Furthermore, the pension payments to any specific individual retiree or the retiree’s spouse or child is personal financial information and disclosure would constitute a clearly unwarranted invasion of privacy. Indeed, unless the public interest in disclosure outweighs the public interest in nondisclosure, the identities of law enforcement officers and relatives of active or retired law enforcement officers are exempt from FOIA. MCL 15.243(1)(s)(iv). Moreover, the FOIA exempts from disclosure personnel records of law enforcement agencies and makes no distinction between the records of active or retired officers. MCL 15.243(1)(s)(ix). Michigan case law has protected personal financial information of citizens from disclosure on the grounds of privacy, and we should do so here as well. Stone Street Capital, Inc v Bureau of State Lottery, 263 Mich App 683, 693; 689 NW2d 541 (2004).

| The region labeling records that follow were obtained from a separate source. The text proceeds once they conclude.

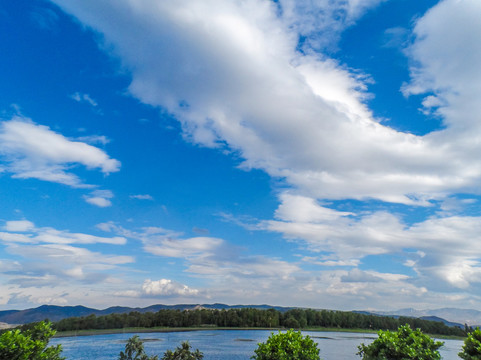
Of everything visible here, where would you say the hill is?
[0,304,294,324]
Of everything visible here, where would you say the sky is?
[0,0,481,310]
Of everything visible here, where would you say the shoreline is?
[53,326,465,340]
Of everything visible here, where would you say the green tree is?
[119,335,159,360]
[357,325,444,360]
[458,327,481,360]
[0,321,65,360]
[252,330,320,360]
[162,341,204,360]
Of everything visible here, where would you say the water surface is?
[51,330,463,360]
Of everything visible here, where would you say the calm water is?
[51,330,463,360]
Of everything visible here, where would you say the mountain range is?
[0,303,481,327]
[0,304,294,324]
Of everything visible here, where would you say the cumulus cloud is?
[0,220,127,245]
[49,0,481,205]
[44,0,481,306]
[70,92,98,107]
[0,116,120,187]
[142,279,199,296]
[130,194,154,200]
[83,190,114,207]
[259,194,481,291]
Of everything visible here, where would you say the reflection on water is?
[51,330,463,360]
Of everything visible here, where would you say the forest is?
[54,308,469,337]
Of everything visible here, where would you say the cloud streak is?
[0,116,120,188]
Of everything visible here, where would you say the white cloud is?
[0,116,120,187]
[83,190,114,207]
[5,220,35,232]
[0,220,127,245]
[142,279,199,296]
[260,195,481,291]
[49,0,481,205]
[130,194,154,200]
[70,92,98,107]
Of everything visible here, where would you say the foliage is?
[0,321,65,360]
[252,330,319,360]
[119,335,158,360]
[55,308,466,336]
[458,327,481,360]
[162,341,204,360]
[357,325,443,360]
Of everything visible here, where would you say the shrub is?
[357,325,444,360]
[0,321,65,360]
[458,328,481,360]
[119,335,159,360]
[252,330,320,360]
[162,341,204,360]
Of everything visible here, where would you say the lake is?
[51,330,463,360]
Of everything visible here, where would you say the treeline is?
[54,308,466,336]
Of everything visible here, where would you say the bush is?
[162,341,204,360]
[357,325,444,360]
[0,321,65,360]
[119,335,159,360]
[252,330,320,360]
[458,327,481,360]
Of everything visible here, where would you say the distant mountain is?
[364,308,481,327]
[0,304,294,324]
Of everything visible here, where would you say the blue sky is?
[0,0,481,310]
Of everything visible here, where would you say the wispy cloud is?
[83,190,114,207]
[130,194,154,200]
[70,92,98,107]
[0,116,120,188]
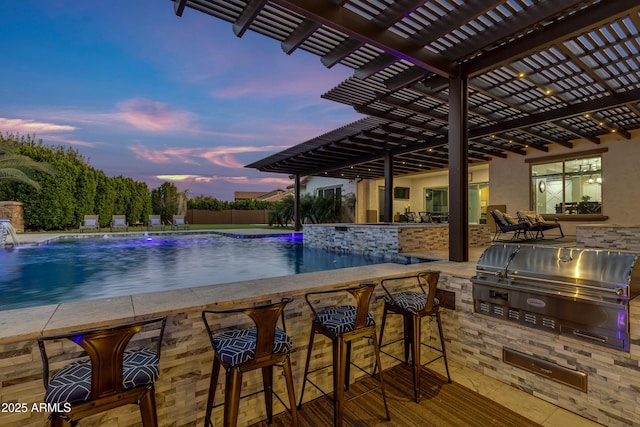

Key to our analysis under the FOIA is that whatever information we hold to be subject to FOIA disclosure serves the interest of the FOIA — to inform citizens about how the government operates. Mager v Dep’t of State Police, 460 Mich 134, 145-146; 595 NW2d 142 (1999). And, therefore, here, the only amount that shows how the government operates — i.e., what it spends for pensions, is the amount the government contributes, not the amount the private citizen/retiree receives in pension payments. Moreover, because the individual retiree has a privacy interest in his or her personal financial information, we, as an appellate court, must ask the ultimate policy question: Does the public interest in disclosure here outweigh the retiree’s privacy interest? The answer is that the individual retiree’s privacy interests clearly outweigh whatever *294public interest there may be in disclosure of any specific individual’s pension payments. The reasons for this conclusion are clear. The retiree’s personal financial information, including decisions whether to designate a spouse or child to receive the pension, is and should remain private. And, because the public’s interest in knowing how its government operates can be accomplished by showing what the government contributed rather than what the retiree receives, a more limited ruling serves both the interests of the public and privacy.
Therefore, I would respectfully disagree with the majority and instead hold that the retirement boards must disclose what the respective governmental entities paid into the retirement system for the “top twenty,” not what any individual in the “top twenty” receives on an annual basis. Accordingly, I would reverse the trial court decision and hold that the pension boards have fully1 complied with the FOIA by supplying the information regarding the job category, amount and method of computation for the “top twenty” retirees.

 Indeed, because the boards produced documents that show how much the “top twenty” received, the boards have provided more than the FOIA requires because the FOIA only requires a disclosure of what the public contributed to these pensions.